Page:Verne - Le Secret de Wilhelm Storitz, 1910.djvu/41

Cette page a été validée par deux contributeurs.
33
LE SECRET DE WILHELM STORITZ

— Je la connais déjà par tes lettres, et je sais que tu es heureux.

— Plus que je ne saurais dire. Tu la verras, tu la jugeras, et tu l’aimeras, j’en suis sûr ! C’est la meilleure des sœurs que je te donne.

— Et que j’accepte, mon cher Marc, sachant d’avance que tu ne peux faire qu’un choix excellent. Mais pourquoi ne pas rendre visite au docteur Roderich dès ce soir ?

— Non, demain… Nous ne pensions pas que le bateau arriverait de si bonne heure, et on ne t’attendait que dans la soirée. C’est seulement par excès de prudence que nous sommes venus sur le quai, Haralan et moi, et bien nous en a pris, puisque nous avons assisté au débarquement. Ah ! si ma chère Myra avait su !… Comme elle regrettera !… Mais, je le répète, tu n’es attendu que pour demain. Mme Roderich et sa fille ont disposé de leur soirée, et demain elles t’en feront toutes leurs excuses.
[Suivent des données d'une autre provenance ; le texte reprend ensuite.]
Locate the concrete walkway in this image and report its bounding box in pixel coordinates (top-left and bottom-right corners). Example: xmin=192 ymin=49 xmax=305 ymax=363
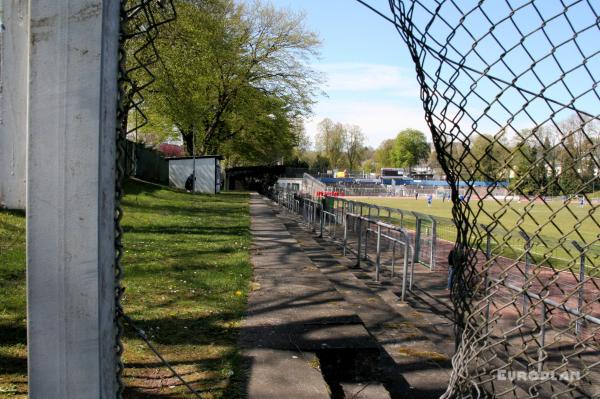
xmin=240 ymin=195 xmax=452 ymax=399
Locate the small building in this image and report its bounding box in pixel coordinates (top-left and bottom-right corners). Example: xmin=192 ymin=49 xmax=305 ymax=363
xmin=277 ymin=177 xmax=304 ymax=193
xmin=167 ymin=155 xmax=223 ymax=194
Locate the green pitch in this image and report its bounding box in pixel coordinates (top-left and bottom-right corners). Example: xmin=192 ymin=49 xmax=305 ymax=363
xmin=348 ymin=196 xmax=600 ymax=269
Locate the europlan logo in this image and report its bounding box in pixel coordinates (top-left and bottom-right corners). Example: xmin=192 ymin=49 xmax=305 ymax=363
xmin=496 ymin=369 xmax=581 ymax=382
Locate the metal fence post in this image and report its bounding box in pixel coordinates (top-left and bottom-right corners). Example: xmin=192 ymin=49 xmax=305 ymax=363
xmin=400 ymin=242 xmax=409 ymax=302
xmin=413 ymin=215 xmax=421 ymax=263
xmin=573 ymin=241 xmax=585 ymax=335
xmin=319 ymin=206 xmax=325 ymax=238
xmin=375 ymin=224 xmax=381 ymax=282
xmin=361 ymin=220 xmax=371 ymax=260
xmin=481 ymin=225 xmax=492 ymax=339
xmin=520 ymin=231 xmax=531 ymax=316
xmin=356 ymin=216 xmax=362 ymax=267
xmin=392 ymin=241 xmax=396 ymax=278
xmin=430 ymin=218 xmax=437 ymax=271
xmin=342 ymin=214 xmax=349 ymax=256
xmin=538 ymin=301 xmax=546 ymax=373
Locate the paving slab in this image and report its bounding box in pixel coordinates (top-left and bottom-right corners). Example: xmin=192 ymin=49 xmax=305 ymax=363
xmin=239 ymin=194 xmax=382 ymax=399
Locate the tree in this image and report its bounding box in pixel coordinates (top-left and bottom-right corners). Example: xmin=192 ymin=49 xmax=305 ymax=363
xmin=374 ymin=139 xmax=394 ymax=169
xmin=147 ymin=0 xmax=320 ymax=161
xmin=315 ymin=118 xmax=346 ymax=168
xmin=511 ymin=142 xmax=548 ymax=195
xmin=392 ymin=129 xmax=431 ymax=168
xmin=310 ymin=154 xmax=330 ymax=172
xmin=344 ymin=125 xmax=365 ymax=170
xmin=464 ymin=134 xmax=509 ymax=181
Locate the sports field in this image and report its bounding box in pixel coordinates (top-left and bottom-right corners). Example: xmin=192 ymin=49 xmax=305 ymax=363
xmin=347 ymin=197 xmax=600 ymax=271
xmin=347 ymin=197 xmax=600 ymax=244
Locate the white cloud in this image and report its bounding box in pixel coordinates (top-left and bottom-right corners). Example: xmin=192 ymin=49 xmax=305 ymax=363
xmin=305 ymin=99 xmax=430 ymax=147
xmin=305 ymin=63 xmax=429 ymax=147
xmin=314 ymin=63 xmax=419 ymax=97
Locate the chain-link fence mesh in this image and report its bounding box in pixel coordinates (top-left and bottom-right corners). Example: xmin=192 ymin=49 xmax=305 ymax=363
xmin=390 ymin=0 xmax=600 ymax=398
xmin=115 ymin=0 xmax=183 ymax=398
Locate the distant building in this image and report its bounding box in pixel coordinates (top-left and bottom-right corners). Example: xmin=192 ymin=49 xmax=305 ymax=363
xmin=167 ymin=155 xmax=223 ymax=194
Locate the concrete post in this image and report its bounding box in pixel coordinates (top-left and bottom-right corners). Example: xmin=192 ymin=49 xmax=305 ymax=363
xmin=27 ymin=0 xmax=119 ymax=399
xmin=0 ymin=0 xmax=29 ymax=209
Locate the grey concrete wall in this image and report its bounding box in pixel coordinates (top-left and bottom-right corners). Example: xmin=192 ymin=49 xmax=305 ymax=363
xmin=27 ymin=0 xmax=119 ymax=399
xmin=169 ymin=158 xmax=216 ymax=194
xmin=0 ymin=0 xmax=29 ymax=209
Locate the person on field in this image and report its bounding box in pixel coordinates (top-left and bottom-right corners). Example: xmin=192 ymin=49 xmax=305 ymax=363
xmin=448 ymin=247 xmax=464 ymax=290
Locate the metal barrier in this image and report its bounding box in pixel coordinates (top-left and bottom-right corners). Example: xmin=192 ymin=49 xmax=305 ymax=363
xmin=275 ymin=192 xmax=415 ymax=301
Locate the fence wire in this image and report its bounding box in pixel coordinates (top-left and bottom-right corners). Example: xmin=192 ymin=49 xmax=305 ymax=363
xmin=389 ymin=0 xmax=600 ymax=398
xmin=114 ymin=0 xmax=200 ymax=398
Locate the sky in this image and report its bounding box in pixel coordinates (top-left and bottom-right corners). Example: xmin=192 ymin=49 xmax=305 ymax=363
xmin=271 ymin=0 xmax=600 ymax=147
xmin=272 ymin=0 xmax=428 ymax=147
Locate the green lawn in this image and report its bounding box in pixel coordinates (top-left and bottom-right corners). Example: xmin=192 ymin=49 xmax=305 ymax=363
xmin=0 ymin=182 xmax=251 ymax=398
xmin=349 ymin=197 xmax=600 ymax=274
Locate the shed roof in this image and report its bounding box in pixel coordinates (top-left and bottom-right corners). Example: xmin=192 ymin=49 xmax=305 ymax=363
xmin=165 ymin=155 xmax=223 ymax=161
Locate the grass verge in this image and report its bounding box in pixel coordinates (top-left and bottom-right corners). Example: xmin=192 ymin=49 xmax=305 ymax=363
xmin=0 ymin=181 xmax=251 ymax=399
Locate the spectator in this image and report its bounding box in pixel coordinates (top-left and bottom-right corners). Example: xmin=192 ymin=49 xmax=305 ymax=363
xmin=448 ymin=247 xmax=464 ymax=290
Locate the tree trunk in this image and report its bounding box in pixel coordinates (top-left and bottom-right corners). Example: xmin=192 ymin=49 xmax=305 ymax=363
xmin=181 ymin=130 xmax=194 ymax=155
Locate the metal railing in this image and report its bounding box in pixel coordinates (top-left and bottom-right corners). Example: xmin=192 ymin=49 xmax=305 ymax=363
xmin=276 ymin=192 xmax=415 ymax=301
xmin=277 ymin=192 xmax=600 ymax=339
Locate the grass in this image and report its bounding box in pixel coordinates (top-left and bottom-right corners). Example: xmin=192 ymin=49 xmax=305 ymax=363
xmin=0 ymin=210 xmax=27 ymax=398
xmin=0 ymin=181 xmax=251 ymax=399
xmin=351 ymin=197 xmax=600 ymax=274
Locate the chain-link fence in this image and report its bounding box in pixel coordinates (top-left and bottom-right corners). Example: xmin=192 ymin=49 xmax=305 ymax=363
xmin=276 ymin=191 xmax=600 ymax=397
xmin=115 ymin=0 xmax=206 ymax=398
xmin=382 ymin=0 xmax=600 ymax=398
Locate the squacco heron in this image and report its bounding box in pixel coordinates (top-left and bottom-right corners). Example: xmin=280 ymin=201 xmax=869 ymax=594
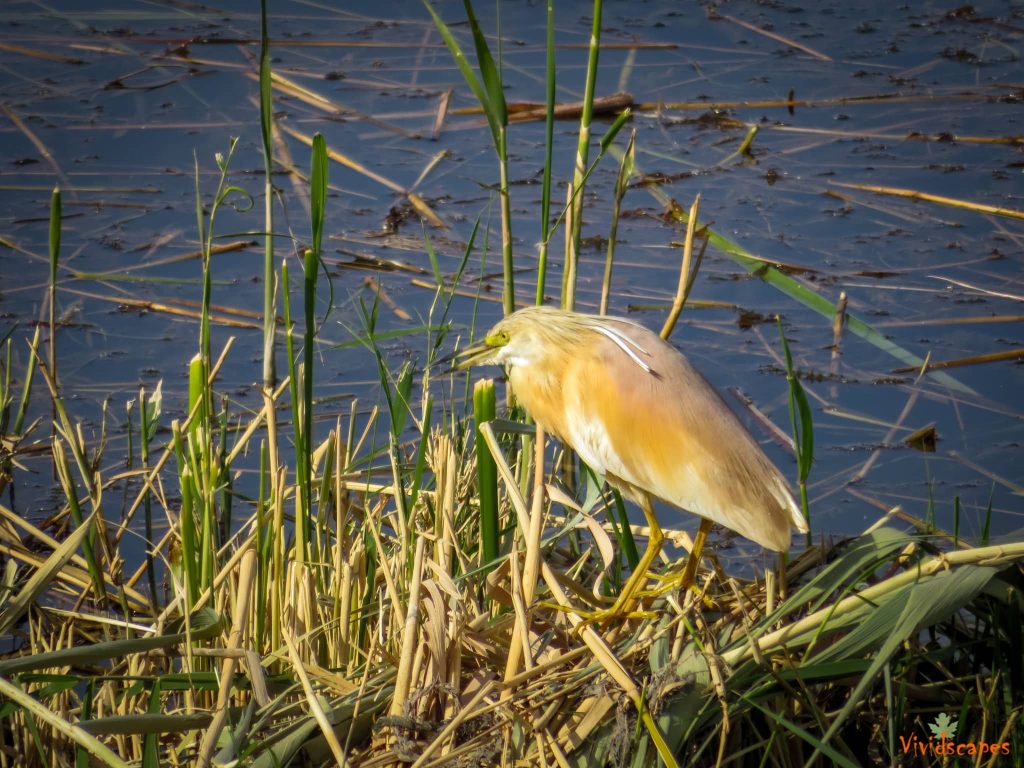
xmin=459 ymin=306 xmax=808 ymax=615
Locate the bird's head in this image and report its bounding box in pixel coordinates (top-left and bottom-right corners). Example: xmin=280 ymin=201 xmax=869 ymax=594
xmin=455 ymin=306 xmax=582 ymax=371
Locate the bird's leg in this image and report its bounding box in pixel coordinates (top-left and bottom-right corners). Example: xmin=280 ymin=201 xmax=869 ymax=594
xmin=653 ymin=517 xmax=713 ymax=595
xmin=679 ymin=517 xmax=712 ymax=589
xmin=586 ymin=496 xmax=665 ymax=624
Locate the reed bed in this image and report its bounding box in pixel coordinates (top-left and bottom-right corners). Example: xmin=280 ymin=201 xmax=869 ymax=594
xmin=0 ymin=1 xmax=1024 ymax=768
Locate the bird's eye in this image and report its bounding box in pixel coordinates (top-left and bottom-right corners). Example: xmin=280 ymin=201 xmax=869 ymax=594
xmin=483 ymin=331 xmax=509 ymax=347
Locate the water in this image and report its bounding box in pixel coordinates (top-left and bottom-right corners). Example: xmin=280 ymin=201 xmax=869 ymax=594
xmin=0 ymin=2 xmax=1024 ymax=565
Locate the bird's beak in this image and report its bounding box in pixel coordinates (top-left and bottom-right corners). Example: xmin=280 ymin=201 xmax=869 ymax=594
xmin=452 ymin=339 xmax=496 ymax=371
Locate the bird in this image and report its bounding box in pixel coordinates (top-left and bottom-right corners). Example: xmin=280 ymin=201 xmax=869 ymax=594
xmin=456 ymin=306 xmax=808 ymax=616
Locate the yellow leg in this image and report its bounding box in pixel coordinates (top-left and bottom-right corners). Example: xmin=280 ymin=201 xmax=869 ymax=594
xmin=587 ymin=499 xmax=665 ymax=624
xmin=679 ymin=517 xmax=712 ymax=590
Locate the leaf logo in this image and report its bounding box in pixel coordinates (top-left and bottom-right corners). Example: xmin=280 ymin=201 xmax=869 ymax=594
xmin=928 ymin=712 xmax=957 ymax=740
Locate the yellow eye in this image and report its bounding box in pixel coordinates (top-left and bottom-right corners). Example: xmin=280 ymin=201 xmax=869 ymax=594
xmin=483 ymin=331 xmax=509 ymax=347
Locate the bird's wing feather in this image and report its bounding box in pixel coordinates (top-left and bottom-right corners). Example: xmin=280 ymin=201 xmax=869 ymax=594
xmin=560 ymin=324 xmax=806 ymax=551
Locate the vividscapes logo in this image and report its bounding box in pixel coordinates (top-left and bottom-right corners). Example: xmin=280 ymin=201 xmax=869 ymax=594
xmin=899 ymin=712 xmax=1010 ymax=758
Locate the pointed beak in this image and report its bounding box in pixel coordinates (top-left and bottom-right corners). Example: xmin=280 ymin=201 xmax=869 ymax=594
xmin=438 ymin=339 xmax=496 ymax=371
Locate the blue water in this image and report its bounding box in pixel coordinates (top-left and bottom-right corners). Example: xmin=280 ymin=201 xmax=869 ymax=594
xmin=0 ymin=1 xmax=1024 ymax=565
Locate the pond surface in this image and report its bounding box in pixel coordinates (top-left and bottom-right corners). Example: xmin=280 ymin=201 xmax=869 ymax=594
xmin=0 ymin=0 xmax=1024 ymax=565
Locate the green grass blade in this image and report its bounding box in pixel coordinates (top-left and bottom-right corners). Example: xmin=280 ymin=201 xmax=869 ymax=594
xmin=463 ymin=0 xmax=509 ymax=127
xmin=423 ymin=0 xmax=499 ymax=146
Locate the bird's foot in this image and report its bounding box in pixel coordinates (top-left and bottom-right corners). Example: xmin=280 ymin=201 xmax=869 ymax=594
xmin=541 ymin=602 xmax=655 ymax=627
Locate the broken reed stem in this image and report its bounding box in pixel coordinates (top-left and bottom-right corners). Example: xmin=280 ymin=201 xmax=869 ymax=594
xmin=662 ymin=195 xmax=703 ymax=341
xmin=831 ymin=181 xmax=1024 ymax=219
xmin=502 ymin=425 xmax=544 ymax=684
xmin=197 ymin=547 xmax=256 ymax=768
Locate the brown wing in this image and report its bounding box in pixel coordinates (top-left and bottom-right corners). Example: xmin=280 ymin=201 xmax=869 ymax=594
xmin=562 ymin=324 xmax=807 ymax=551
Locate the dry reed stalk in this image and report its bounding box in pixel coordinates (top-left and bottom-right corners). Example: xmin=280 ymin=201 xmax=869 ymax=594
xmin=198 ymin=549 xmax=256 ymax=768
xmin=708 ymin=9 xmax=833 ymax=61
xmin=831 ymin=184 xmax=1024 ymax=219
xmin=660 ymin=195 xmax=703 ymax=341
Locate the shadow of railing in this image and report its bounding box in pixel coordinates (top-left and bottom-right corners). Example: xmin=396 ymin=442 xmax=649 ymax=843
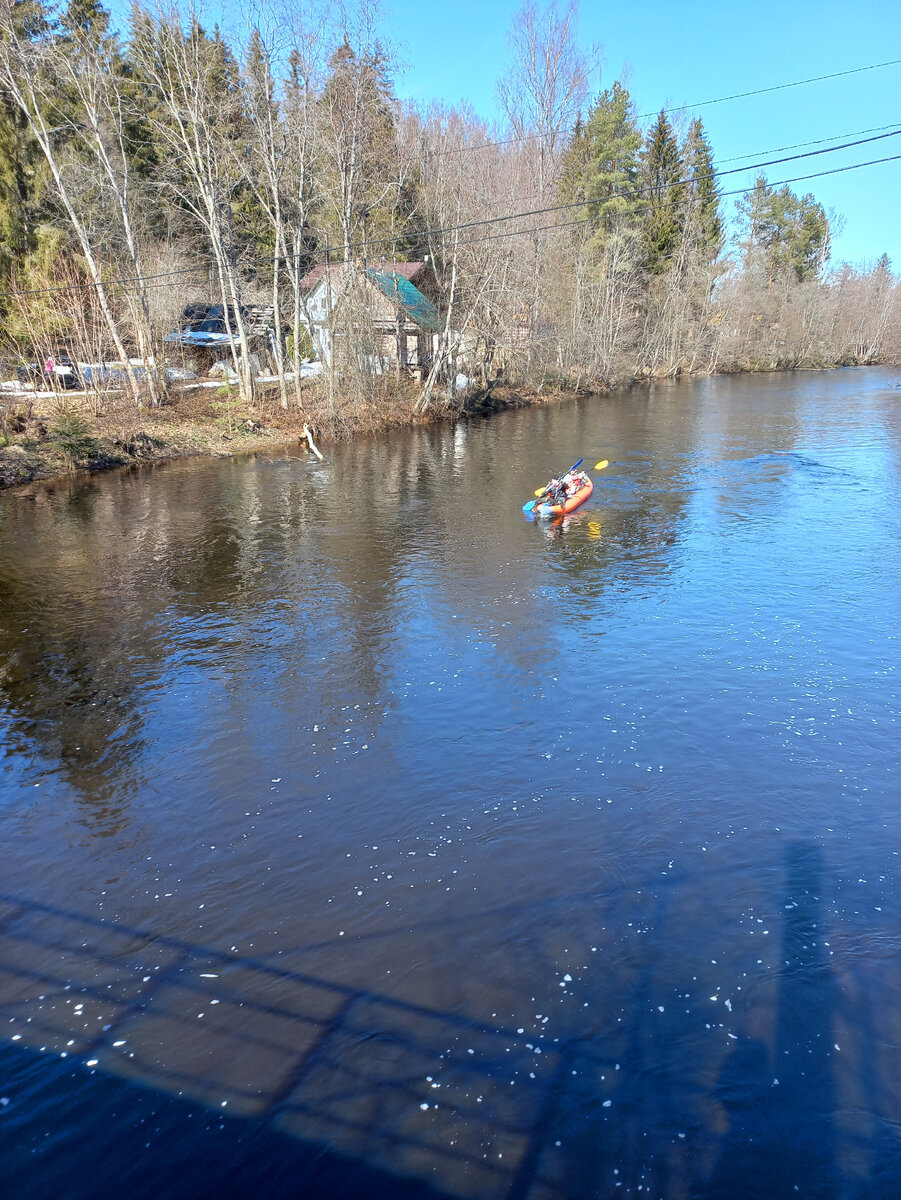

— C’est convenu, Marc, répondis-je, et puisque nous nous appartenons pour quelques heures aujourd’hui, employons-les à causer, à parler du passé et de l’avenir, à échanger tout ce que deux frères peuvent avoir de souvenirs, après une année de séparation.

Marc me raconta alors son voyage depuis qu’il avait quitté Paris, toutes ses étapes marquées par le succès, son séjour à Vienne, à Presbourg, où les portes du monde artiste s’étaient grandes ouvertes devant lui. Il ne m’apprit rien, en somme. Un portrait signé de Marc Vidal ne peut être que très recherché, très disputé, et avec la même ardeur par les riches Autrichiens que par les riches Magyars.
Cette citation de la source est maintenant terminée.